2.3 Cement (51 Facilities)
Cement emissions consist of:
-
60–65% process emissions (calcination)
-
35–40% fuel combustion
Average emission intensity:
0.75–0.85 tCO₂ per ton cement.
For a 5 million ton/year plant:
≈ 3.75–4.25 million tCO₂e annually.
At 10 USD/tCO₂e:
≈ 37–42 million USD exposure.
3. Hydrogen Decarbonisation Pathways: Quantitative Impact
3.1 Hydrogen Co-Firing in Gas Turbines
Hydrogen blending ratio: 5–20%.
Emission reduction potential:
-
5% blend → ~4–5% emission reduction
-
20% blend → ~15–18% emission reduction
For a 12 million tCO₂ plant:
| Blend Ratio | Emission Reduction |
|---|---|
| 5% | ~600,000 tCO₂ |
| 20% | ~2.0 million tCO₂ |
Carbon savings at 10 USD/tCO₂e:
6–20 million USD annually.
If hydrogen LCOH = 3.5–5 USD/kg
and substitution avoids equivalent natural gas at 8–10 USD/MMBtu,
carbon savings can partially offset fuel premium.
3.2 Hydrogen in Direct Reduced Iron (DRI)
Hydrogen-based DRI reduces emissions by:
80–95% compared to coal-based reduction.
Per ton of steel:
Emission reduction ≈ 1.5–1.7 tCO₂.
For 1 million ton green steel:
1.5–1.7 million tCO₂ avoided.
At 10 USD/tCO₂e:
15–17 million USD domestic carbon benefit.
Under CBAM (70 EUR/tCO₂e equivalent):
Potential avoidance ≈ 105–120 million EUR.
This significantly alters export competitiveness.
3.3 Industrial Gas Recovery (Blast Furnace Gas)
Typical BFG composition:
-
18–22% CO
-
3–5% H₂
-
20–25% CO₂
PSA hydrogen recovery can produce:
5,000–15,000 Nm³/h hydrogen per large complex.

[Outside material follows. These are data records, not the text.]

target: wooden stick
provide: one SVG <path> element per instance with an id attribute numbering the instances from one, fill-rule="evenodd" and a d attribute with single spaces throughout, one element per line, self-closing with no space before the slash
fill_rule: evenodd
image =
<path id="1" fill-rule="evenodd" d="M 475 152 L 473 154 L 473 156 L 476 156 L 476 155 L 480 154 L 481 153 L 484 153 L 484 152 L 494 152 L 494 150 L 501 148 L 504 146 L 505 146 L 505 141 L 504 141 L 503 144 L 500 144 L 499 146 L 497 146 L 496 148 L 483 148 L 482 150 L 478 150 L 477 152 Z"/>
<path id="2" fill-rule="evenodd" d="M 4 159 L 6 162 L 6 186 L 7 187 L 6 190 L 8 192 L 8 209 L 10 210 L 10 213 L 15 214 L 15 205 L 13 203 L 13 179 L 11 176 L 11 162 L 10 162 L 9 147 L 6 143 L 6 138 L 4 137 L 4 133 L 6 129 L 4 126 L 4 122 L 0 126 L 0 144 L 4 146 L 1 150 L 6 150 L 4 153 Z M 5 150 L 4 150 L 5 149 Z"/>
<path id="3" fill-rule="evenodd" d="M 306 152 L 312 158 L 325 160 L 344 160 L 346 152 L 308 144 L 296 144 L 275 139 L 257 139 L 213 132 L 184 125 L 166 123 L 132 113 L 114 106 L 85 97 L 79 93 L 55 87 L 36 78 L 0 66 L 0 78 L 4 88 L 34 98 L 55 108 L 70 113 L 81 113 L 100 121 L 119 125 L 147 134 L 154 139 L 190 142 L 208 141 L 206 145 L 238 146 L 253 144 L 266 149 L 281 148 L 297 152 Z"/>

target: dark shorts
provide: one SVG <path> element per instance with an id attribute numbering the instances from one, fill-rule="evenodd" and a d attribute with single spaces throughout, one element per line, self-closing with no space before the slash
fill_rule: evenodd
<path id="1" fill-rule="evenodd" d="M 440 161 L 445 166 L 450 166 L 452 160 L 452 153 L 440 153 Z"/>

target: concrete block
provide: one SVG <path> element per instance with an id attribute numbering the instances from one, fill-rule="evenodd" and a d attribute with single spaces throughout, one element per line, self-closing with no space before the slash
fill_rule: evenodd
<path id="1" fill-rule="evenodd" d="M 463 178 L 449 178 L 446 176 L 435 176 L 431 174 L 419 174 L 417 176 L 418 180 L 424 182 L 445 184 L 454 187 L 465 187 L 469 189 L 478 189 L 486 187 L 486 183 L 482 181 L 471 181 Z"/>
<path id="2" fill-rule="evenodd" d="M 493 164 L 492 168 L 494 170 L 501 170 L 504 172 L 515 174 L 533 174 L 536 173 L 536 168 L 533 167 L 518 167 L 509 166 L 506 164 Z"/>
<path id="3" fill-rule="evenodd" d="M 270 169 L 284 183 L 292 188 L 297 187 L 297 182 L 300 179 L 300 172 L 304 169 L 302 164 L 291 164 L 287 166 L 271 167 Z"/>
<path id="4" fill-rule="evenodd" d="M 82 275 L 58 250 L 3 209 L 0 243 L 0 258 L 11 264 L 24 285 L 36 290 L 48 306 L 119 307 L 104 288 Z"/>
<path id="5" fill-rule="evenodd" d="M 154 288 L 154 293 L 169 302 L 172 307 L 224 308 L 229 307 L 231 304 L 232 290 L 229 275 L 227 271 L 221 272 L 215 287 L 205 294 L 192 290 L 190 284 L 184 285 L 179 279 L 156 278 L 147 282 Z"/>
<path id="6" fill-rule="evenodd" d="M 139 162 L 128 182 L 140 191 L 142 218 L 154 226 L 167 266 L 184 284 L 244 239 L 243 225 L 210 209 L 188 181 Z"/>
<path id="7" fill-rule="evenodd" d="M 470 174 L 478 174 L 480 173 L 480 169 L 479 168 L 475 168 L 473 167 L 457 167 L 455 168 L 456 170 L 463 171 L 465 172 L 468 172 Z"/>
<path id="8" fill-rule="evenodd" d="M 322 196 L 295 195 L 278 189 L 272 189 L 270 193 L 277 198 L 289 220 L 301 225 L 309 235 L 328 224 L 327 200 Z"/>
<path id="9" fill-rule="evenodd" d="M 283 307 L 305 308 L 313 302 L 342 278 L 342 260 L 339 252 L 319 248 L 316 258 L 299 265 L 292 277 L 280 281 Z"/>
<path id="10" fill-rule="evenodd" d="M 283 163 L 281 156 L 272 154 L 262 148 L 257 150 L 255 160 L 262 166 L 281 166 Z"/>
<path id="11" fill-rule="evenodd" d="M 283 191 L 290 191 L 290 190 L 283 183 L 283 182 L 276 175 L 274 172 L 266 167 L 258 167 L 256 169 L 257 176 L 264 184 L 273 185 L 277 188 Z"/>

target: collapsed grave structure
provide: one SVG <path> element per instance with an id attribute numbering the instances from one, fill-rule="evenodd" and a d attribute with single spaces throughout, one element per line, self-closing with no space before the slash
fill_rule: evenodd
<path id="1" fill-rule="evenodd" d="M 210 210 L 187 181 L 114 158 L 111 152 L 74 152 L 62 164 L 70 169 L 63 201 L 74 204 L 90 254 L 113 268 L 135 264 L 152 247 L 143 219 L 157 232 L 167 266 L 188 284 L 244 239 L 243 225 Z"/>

Production cost significantly lower than green hydrogen (often <2 USD/kg).
This pathway yields immediate carbon intensity reduction at lower cost.
4. Financial Structuring to Avoid Net Cost Increase
4.1 Carbon-Sharing Model
Assume:
Plant reduces 1 million tCO₂ annually.
Carbon price = 10 USD/tCO₂e.
Gross carbon benefit = 10 million USD.
Hydrogen provider share = 40%.
Plant retains 6 million USD benefit.
If hydrogen cost premium ≤ 6 million USD:
Net production cost does not increase.
4.2 ESCO Model
Hydrogen provider finances:
-
Electrolyser
-
Storage
-
Integration systems
Repayment derived from:
-
Fuel savings
-
Carbon savings
-
International carbon credit revenue
CAPEX burden for industrial host = near zero.
4.3 International Credit Integration
Article 6 or JCM credits:
Possible valuation range: 20–40 USD/tCO₂.
If 500,000 tCO₂ certified internationally:
Revenue = 10–20 million USD.
This can materially improve IRR from <8% to >15% in pilot projects.
5. Comparative Cost Threshold Analysis
Hydrogen becomes economically rational if:
Hydrogen Cost per tCO₂ Avoided
≤ Carbon Cost + CBAM Exposure + Green Premium.
Example (steel export case):
-
Carbon price (domestic): 10 USD
-
CBAM implicit cost: 70 USD
-
Green premium: 20 USD
Total economic leverage: ≈100 USD/tCO₂.
If hydrogen reduces 1.5 tCO₂ per ton steel:
Economic room ≈150 USD/ton steel.
This creates feasible margin space for hydrogen substitution.
6. Strategic Implications for the 2025–2026 Pilot Phase
-
Immediate full hydrogen replacement is economically unrealistic.
-
Incremental blending (5–20%) is cost-defensible.
-
Steel sector offers highest marginal benefit.
-
Industrial gas recovery provides lowest-cost entry point.
-
Financial engineering is as important as technological deployment.
7. Conclusion
Decision 263/QĐ-TTg operationalizes Vietnam’s carbon market and transforms carbon from an environmental externality into a financial liability.
With total quotas of:
-
243.08 million tCO₂e (2025)
-
268.39 million tCO₂e (2026)
Vietnam has entered a compliance-driven decarbonisation phase.
Hydrogen deployment during this pilot period is economically viable only if:
-
It targets high-emission clusters,
-
It integrates carbon pricing into project economics,
-
It leverages blended finance and international credits,
-
It adopts cost-sharing contractual structures.
Hydrogen in Vietnam is therefore not a purely technological transition.
It is a financial optimization strategy under carbon constraint.